ARZBERG
Gelungene Luftnummern
Bayerische Meisterschaft im Luftgitarrespielen
Irgendwie hat das alles einen Hauch von Joe Cocker: Wildes, zum Teil unkoordiniertes Gestikulieren mit Armen und Händen in Kombination mit ruckartigen Bewegungen des Ober- und Unterkörpers, die bei Orthopäden Schlimmes befürchten lassen. Es ist aber nicht der "Altmeister" und mutmaßliche Begründer der ungewöhnlichen Disziplin, der da auf der Bühne steht: Im oberfränkischen Arzberg waren am Samstagabend neun Männer zwischen 16 und 60 Jahren angetreten, um den Bayerischen Meister im Luftgitarrespielen zu ermitteln.Als "Spinnerei" würde Michael Neidhardt, Hauptorganisator der Veranstaltung, den Wettbewerb nicht bezeichnen. "Niemand kann sagen, er hätte es noch nie gemacht", so der 40-Jährige, im Hauptberuf Kinobetreiber in Tirschenreuth. Auf Partys, auf Geburtstagen, auf Konzerten - jeder solle mal drüber nachdenken, wann er zum letzen Mal in die imaginären Saiten gegriffen hat. Bayerischer "Luft-Gitarrengott" zu werden ist nicht unbedingt einfach - das wird in Arzberg jedenfalls deutlich. "Dem Reglement der German Air Guitar Federation entsprechend, gibt es auch bei uns eine Jury, die knallhart die Auftritte bewertet", erzählt Neidhardt. Ausschlaggebend sind dabei Kriterien wie die Originalität der Leistung, die Ausdrucksfähigkeit hinsichtlich der musikalischen Botschaft, das Charisma, die technischen Fähigkeiten, der künstlerische Gesamteindruck sowie natürlich die "Luftigkeitstauglichkeit".

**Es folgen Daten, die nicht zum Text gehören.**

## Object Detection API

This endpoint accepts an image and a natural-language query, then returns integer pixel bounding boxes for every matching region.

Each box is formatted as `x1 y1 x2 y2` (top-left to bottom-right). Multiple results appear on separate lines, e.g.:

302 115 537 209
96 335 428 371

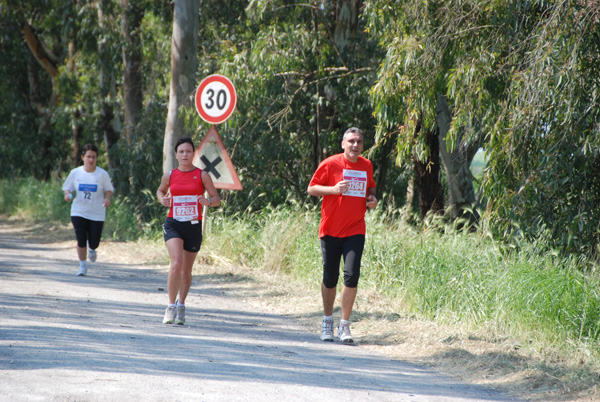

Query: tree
163 0 199 172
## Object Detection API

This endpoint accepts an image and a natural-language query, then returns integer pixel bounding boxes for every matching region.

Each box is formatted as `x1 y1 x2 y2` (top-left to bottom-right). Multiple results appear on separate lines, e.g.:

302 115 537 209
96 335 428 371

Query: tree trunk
334 0 362 53
415 130 444 219
19 16 58 180
121 0 144 137
436 96 480 223
163 0 200 173
97 0 120 170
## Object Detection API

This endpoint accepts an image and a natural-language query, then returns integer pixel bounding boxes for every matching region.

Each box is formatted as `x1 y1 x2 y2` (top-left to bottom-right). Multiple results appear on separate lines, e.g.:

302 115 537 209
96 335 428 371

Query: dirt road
0 221 515 402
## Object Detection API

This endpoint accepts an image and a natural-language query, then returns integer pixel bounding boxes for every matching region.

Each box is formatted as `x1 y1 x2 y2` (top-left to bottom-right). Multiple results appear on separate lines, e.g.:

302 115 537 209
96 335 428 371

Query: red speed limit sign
196 74 236 124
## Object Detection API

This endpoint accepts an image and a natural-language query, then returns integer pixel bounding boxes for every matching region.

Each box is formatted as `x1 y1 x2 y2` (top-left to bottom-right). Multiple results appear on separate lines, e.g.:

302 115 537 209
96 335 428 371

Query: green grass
0 180 600 364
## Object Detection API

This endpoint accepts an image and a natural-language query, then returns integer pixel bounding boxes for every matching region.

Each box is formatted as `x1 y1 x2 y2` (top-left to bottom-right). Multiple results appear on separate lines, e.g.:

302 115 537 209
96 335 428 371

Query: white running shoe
77 265 87 276
163 306 177 324
321 319 333 342
338 322 354 343
175 305 185 325
88 248 97 262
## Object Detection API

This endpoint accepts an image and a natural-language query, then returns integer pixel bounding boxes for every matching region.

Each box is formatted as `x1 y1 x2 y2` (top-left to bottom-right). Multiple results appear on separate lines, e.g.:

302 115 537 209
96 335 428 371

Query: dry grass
0 217 600 402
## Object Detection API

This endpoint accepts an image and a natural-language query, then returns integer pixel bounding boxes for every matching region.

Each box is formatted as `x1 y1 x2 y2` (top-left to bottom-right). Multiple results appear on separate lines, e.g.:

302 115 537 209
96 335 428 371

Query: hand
160 195 173 207
198 195 212 207
367 194 379 209
333 180 350 194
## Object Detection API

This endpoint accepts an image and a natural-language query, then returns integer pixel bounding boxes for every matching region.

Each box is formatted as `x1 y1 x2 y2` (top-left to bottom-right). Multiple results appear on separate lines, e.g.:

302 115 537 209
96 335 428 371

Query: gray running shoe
338 322 354 343
163 306 177 324
321 319 333 342
88 248 97 262
175 305 185 325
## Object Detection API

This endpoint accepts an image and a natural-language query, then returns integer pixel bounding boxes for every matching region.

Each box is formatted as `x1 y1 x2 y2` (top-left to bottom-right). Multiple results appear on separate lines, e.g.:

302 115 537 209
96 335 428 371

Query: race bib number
343 169 367 198
77 183 98 204
173 195 198 222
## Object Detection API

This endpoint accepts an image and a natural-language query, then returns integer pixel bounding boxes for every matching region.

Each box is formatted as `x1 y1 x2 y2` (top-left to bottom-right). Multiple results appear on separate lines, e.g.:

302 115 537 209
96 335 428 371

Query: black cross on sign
200 155 223 179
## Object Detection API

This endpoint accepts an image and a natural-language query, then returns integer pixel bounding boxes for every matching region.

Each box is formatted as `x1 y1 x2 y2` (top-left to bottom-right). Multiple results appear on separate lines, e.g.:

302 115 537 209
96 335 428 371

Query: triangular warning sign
194 126 243 190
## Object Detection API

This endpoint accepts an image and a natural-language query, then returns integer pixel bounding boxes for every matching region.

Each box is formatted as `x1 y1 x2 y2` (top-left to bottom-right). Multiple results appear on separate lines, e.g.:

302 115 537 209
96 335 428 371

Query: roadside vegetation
0 180 600 398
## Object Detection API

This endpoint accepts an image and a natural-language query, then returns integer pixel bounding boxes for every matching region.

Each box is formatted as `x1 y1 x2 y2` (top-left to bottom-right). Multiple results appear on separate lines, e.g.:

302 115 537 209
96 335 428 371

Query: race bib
343 169 367 198
173 195 198 222
77 183 98 204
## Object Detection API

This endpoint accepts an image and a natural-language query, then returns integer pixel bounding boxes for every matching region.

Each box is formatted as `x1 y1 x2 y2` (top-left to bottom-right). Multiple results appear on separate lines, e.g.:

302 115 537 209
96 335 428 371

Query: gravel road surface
0 225 515 402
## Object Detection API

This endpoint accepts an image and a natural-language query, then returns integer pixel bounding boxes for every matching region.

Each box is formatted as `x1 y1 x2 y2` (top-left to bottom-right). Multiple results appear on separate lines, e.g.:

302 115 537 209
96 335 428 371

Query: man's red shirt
309 153 375 238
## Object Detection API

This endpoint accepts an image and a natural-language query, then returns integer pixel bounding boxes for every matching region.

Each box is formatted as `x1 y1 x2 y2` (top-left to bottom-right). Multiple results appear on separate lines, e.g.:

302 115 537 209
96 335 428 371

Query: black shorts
321 235 365 289
163 218 202 253
71 216 104 250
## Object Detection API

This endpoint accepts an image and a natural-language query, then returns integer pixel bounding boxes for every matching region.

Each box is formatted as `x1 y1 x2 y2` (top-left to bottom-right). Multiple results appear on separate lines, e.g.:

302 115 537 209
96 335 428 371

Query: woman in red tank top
156 137 221 325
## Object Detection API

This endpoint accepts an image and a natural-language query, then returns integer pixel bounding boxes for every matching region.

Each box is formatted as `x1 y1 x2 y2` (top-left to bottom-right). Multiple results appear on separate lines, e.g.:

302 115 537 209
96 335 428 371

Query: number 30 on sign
196 74 236 124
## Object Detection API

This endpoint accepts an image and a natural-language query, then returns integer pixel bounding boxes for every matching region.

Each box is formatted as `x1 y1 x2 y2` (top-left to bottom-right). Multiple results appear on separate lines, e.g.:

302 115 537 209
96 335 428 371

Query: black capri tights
321 235 365 289
71 216 104 250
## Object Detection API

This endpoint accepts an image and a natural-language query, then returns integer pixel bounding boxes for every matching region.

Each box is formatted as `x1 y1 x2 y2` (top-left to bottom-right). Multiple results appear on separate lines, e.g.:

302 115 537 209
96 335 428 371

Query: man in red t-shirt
308 127 377 343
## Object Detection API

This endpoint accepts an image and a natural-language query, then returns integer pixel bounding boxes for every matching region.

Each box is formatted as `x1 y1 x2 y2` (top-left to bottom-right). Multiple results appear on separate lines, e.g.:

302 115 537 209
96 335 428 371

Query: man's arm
306 180 349 197
367 187 379 209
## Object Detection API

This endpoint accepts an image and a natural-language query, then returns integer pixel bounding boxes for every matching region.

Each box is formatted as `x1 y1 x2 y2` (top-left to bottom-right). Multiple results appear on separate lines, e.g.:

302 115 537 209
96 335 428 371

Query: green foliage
203 208 600 357
0 178 71 222
366 0 600 256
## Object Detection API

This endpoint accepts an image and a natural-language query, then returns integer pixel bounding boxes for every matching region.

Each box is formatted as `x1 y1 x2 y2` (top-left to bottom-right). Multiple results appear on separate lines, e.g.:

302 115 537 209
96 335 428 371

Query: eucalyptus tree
163 0 200 172
367 0 600 254
366 0 490 219
226 0 376 207
0 0 77 179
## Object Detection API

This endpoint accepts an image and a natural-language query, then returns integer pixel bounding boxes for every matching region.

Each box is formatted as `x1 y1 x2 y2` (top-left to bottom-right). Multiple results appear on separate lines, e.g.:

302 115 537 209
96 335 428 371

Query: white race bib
173 195 198 222
342 169 367 198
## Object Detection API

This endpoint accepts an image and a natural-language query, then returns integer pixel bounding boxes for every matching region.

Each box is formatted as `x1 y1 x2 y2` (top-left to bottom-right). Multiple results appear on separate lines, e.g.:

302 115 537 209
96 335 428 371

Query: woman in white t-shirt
62 144 115 276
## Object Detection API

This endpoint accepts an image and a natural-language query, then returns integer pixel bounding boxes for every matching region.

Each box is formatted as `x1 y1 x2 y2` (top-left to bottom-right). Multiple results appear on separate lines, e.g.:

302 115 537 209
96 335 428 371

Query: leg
87 221 104 250
321 236 342 316
321 283 336 316
71 216 90 261
166 237 184 304
341 285 358 321
179 250 198 304
77 246 87 261
341 235 365 321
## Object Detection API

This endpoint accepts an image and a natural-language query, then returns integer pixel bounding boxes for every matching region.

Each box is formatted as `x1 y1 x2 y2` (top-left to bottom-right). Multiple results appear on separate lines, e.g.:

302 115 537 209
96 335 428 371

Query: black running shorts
321 235 365 289
163 218 202 253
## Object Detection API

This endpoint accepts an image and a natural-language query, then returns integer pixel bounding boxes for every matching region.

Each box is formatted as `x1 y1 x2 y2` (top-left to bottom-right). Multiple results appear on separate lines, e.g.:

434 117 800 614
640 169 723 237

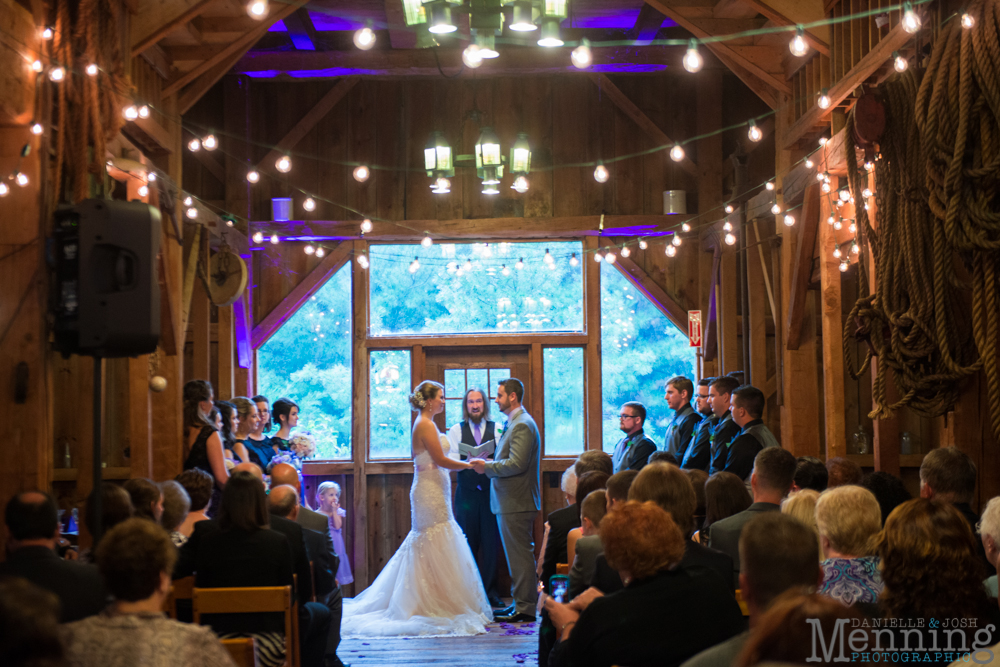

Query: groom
469 378 542 623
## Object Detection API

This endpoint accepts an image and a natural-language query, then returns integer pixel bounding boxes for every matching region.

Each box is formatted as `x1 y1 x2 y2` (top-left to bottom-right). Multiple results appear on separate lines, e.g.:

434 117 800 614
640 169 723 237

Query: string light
892 51 910 72
903 2 920 35
569 39 594 69
788 26 809 58
594 162 611 183
681 39 705 74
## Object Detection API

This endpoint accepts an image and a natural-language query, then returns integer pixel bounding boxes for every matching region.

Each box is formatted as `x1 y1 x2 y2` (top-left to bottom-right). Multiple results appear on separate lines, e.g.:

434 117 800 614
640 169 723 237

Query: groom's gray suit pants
497 510 538 616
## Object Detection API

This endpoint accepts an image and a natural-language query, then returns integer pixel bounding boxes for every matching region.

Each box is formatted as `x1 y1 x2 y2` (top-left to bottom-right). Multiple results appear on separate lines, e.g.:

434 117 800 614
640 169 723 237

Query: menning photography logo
806 618 996 665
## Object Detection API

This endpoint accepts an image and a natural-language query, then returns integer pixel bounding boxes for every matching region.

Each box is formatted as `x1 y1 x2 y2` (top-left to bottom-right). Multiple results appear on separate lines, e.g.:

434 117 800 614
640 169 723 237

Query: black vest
458 421 496 496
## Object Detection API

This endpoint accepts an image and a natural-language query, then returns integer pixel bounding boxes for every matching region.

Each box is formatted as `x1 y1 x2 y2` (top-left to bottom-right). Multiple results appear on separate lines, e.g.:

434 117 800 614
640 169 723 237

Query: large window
257 266 352 459
601 262 695 452
369 241 583 336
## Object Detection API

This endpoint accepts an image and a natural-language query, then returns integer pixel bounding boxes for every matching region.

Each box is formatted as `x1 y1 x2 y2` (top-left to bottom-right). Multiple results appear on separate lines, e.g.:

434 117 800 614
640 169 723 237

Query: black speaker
49 199 160 358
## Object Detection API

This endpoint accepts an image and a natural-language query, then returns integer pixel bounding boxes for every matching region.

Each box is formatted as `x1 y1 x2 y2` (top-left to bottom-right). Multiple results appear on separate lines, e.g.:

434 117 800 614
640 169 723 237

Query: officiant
448 388 505 607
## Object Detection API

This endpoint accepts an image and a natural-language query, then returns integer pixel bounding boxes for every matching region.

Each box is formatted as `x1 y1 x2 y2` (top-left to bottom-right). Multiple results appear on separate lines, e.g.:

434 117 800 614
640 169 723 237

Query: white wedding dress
340 435 493 637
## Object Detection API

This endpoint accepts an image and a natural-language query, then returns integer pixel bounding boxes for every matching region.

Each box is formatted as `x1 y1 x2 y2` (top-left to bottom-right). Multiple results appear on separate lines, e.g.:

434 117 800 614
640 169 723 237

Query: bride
341 380 493 637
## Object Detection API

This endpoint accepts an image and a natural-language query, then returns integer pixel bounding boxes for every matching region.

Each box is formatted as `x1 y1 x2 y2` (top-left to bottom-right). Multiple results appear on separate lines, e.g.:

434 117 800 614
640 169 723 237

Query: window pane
368 241 583 336
542 347 584 456
601 262 696 452
369 350 413 459
257 266 354 460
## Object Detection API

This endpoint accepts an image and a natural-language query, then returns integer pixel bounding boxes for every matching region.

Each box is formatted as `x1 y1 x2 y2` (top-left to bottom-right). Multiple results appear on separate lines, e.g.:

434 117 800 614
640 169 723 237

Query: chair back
191 586 299 667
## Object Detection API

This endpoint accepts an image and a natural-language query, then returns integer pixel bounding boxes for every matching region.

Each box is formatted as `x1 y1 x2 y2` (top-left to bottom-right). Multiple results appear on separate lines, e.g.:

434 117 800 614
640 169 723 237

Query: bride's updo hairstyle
410 380 444 412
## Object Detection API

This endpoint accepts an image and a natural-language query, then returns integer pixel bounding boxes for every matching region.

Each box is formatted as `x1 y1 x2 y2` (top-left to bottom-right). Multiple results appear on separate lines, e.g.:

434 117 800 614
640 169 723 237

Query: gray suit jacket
708 503 781 588
486 408 542 514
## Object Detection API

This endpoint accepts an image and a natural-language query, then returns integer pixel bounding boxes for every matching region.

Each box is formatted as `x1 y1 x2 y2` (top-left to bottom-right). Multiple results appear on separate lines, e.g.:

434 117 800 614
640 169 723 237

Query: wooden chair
222 637 257 667
163 576 194 621
192 586 299 667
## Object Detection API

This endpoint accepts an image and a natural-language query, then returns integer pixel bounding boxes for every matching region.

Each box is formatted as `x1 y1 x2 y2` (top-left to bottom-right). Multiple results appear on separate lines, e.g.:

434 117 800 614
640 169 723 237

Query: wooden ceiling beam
590 74 700 178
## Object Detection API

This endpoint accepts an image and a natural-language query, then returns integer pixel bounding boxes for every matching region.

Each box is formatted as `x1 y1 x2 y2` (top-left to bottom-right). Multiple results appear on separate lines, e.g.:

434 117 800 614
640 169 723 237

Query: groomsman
448 388 504 607
608 401 656 474
663 375 701 463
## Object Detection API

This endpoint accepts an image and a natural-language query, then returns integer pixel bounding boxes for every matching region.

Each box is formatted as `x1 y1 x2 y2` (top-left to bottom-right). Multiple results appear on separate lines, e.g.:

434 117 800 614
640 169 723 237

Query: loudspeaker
49 199 160 358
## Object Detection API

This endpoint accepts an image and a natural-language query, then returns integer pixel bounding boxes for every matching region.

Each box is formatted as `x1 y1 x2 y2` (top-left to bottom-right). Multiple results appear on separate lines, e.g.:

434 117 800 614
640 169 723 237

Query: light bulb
681 39 705 74
903 2 920 35
247 0 268 21
788 26 809 58
354 25 376 51
569 39 594 69
462 44 483 69
892 51 910 72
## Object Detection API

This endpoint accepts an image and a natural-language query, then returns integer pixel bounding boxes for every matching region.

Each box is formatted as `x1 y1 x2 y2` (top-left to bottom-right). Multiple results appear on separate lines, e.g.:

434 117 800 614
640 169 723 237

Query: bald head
267 484 299 521
230 463 264 482
271 463 301 491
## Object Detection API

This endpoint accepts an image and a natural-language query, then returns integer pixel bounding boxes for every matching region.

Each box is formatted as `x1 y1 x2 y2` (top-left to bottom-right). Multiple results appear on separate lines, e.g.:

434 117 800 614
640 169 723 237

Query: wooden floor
337 623 538 667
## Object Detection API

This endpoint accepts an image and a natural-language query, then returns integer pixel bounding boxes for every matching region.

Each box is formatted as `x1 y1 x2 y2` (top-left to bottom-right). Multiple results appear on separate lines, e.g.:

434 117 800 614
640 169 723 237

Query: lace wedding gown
340 435 493 637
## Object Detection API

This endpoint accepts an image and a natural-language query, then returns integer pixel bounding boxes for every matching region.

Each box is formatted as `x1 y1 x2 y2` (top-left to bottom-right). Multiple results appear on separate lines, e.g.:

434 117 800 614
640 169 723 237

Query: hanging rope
844 0 1000 438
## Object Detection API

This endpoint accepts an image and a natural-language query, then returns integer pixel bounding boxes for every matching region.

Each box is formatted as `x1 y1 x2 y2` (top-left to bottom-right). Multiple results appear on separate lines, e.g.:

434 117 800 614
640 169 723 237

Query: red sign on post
688 310 701 347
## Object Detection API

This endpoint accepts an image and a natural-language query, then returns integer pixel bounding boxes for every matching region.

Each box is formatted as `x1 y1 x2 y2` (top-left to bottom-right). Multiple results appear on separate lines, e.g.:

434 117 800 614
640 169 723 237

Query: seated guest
861 471 913 526
545 500 743 667
0 491 108 620
792 456 830 493
816 485 882 607
979 497 1000 598
62 518 234 667
0 577 67 667
174 470 330 667
732 589 874 667
683 512 822 667
722 385 781 481
567 488 604 600
697 472 753 544
159 480 191 547
826 456 864 489
868 498 998 646
708 447 795 585
781 485 822 559
122 477 163 523
176 468 215 544
920 447 995 574
681 468 712 542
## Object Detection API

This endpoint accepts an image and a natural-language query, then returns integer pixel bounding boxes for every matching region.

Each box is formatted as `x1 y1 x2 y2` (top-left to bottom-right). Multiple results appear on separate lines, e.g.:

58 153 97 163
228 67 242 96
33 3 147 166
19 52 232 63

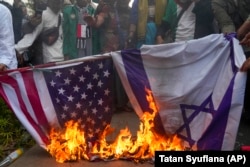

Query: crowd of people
0 0 250 117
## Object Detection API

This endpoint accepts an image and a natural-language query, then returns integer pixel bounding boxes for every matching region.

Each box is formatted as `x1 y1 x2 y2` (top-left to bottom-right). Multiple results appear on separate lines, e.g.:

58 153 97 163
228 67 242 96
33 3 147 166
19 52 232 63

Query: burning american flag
0 56 113 148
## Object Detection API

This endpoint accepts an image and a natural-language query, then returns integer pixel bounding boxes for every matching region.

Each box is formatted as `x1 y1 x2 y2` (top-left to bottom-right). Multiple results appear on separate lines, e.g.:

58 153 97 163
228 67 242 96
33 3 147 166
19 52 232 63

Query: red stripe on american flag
21 71 49 130
0 75 49 144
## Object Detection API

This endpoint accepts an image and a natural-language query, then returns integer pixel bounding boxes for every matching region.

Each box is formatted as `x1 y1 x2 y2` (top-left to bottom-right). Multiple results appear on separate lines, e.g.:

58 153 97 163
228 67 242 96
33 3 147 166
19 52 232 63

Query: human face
76 0 88 8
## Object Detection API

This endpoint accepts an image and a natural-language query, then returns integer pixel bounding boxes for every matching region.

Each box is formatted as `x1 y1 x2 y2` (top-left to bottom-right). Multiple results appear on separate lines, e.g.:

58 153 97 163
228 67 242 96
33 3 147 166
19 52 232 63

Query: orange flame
47 90 184 163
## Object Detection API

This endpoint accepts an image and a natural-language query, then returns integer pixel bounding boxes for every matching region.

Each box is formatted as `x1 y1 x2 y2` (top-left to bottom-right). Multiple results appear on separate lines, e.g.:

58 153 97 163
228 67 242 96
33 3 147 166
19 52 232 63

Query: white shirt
175 2 196 42
0 4 17 69
15 7 64 63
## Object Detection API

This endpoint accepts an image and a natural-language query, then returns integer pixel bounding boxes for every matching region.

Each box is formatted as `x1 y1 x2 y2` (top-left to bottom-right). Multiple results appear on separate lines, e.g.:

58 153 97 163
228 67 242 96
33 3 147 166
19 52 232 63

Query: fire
47 90 184 163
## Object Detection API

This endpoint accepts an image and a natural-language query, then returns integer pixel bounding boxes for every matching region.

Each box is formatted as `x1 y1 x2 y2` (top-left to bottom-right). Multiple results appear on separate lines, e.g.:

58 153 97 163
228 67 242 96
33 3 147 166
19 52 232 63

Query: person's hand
237 20 250 40
240 32 250 47
16 51 24 67
156 35 164 44
240 58 250 72
0 63 7 71
83 16 95 26
30 14 42 27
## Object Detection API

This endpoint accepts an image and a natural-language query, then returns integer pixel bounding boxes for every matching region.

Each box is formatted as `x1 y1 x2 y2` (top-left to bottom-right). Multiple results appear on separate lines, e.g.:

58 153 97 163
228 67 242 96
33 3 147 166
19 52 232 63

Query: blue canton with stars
44 59 113 140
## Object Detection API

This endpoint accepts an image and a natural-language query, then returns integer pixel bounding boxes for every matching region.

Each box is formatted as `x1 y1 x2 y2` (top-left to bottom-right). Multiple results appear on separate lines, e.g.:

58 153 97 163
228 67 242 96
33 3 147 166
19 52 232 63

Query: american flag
0 56 113 147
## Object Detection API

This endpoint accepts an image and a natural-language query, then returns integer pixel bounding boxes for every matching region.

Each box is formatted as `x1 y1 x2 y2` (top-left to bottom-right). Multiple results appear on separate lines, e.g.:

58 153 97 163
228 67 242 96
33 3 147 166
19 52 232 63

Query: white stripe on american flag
33 71 60 127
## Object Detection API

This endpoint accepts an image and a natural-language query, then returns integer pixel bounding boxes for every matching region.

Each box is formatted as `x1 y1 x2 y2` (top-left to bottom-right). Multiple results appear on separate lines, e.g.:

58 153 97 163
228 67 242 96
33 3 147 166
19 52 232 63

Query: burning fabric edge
47 91 184 163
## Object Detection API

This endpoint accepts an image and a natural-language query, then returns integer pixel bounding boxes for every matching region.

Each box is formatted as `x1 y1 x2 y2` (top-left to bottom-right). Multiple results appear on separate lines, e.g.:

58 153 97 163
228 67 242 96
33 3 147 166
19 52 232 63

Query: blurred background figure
157 0 216 44
11 0 28 43
0 4 17 71
15 0 64 64
212 0 250 121
63 0 95 59
127 0 167 48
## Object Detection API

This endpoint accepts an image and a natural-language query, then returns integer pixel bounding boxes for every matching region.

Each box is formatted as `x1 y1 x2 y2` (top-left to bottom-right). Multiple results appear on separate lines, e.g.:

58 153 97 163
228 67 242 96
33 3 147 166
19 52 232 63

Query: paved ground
9 112 250 167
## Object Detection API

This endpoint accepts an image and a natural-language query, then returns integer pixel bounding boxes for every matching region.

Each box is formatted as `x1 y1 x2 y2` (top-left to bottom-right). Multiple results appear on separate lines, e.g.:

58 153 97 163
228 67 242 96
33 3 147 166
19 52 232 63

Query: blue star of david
176 95 215 147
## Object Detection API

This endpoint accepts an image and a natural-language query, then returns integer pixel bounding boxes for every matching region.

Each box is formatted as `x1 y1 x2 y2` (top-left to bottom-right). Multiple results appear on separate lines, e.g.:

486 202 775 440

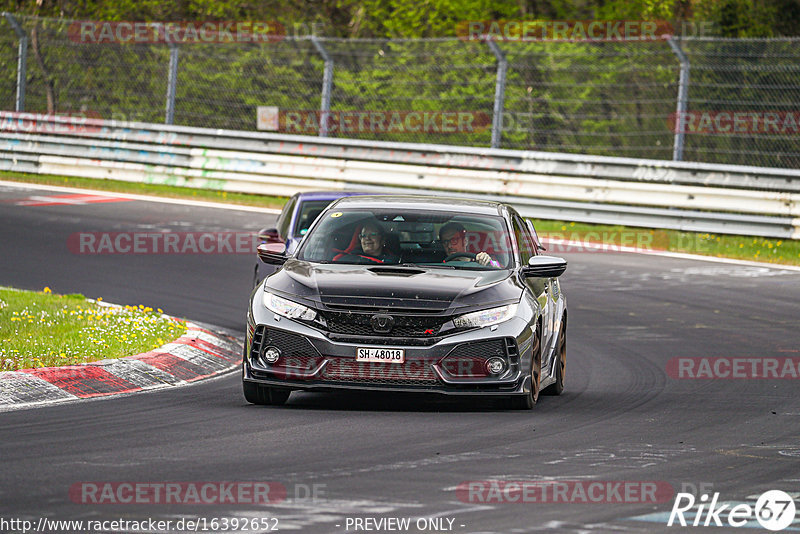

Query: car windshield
293 200 333 237
297 208 513 269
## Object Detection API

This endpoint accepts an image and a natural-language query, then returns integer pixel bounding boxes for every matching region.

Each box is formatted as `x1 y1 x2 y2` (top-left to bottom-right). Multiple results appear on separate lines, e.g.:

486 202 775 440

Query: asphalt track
0 181 800 533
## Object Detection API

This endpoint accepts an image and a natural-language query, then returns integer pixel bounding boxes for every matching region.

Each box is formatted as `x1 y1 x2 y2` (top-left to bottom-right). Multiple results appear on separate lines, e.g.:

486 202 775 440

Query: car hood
265 259 521 311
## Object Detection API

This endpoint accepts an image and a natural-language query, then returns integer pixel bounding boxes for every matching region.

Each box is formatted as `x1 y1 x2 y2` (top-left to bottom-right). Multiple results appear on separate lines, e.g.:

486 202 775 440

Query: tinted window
277 197 297 241
512 215 536 265
292 200 333 237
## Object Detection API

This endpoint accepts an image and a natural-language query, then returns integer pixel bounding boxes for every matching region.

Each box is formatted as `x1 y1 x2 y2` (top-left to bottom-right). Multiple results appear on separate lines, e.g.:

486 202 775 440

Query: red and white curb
0 322 242 411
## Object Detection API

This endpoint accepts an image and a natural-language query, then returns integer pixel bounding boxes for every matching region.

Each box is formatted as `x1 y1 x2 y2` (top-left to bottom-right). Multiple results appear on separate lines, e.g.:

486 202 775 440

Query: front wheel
247 381 292 406
508 330 542 410
542 317 567 395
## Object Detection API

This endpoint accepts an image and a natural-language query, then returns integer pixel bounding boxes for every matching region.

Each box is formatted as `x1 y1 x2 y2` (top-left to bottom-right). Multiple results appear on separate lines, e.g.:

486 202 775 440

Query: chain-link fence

Der Auftritt der einzelnen Teilnehmer beginnt mit der "Kür" - einem selbst gewählten 60-Sekunden-Stück, zu dem die Akteure auf der Bühne ihre Akrobatik hinlegen. Für manch einen bleibt es eher die sprichwörtliche Luftnummer, denn bei Totos "Africa" schlafen eher die Finger ein, als dass sich ein genialer Riff an den anderen reiht. Ein Angus Young, Jimi Hendrix oder Eric Clapton ist eben noch nicht vom Himmel gefallen. Die vierköpfige Jury reizt deshalb auch fast das gesamte Bewertungsspektrum aus, das - in Anlehnung an den Eiskunstlauf - von 4,0 bis 6,0 reicht. Die Höchstnote ist zwar nicht dabei, aber die 5,8 wird nicht nur einmal vergeben. Schnell kristallisieren sich die Favoriten heraus: "Great Rock'N'Roller", "Spider Monk", "The Scotch Man" und "Jim himself". Mit ihren Darbietungen zu "Highway To Hell" von AC/DC oder "Straight To Hell" von Rage begeistern sie Experten und Publikum.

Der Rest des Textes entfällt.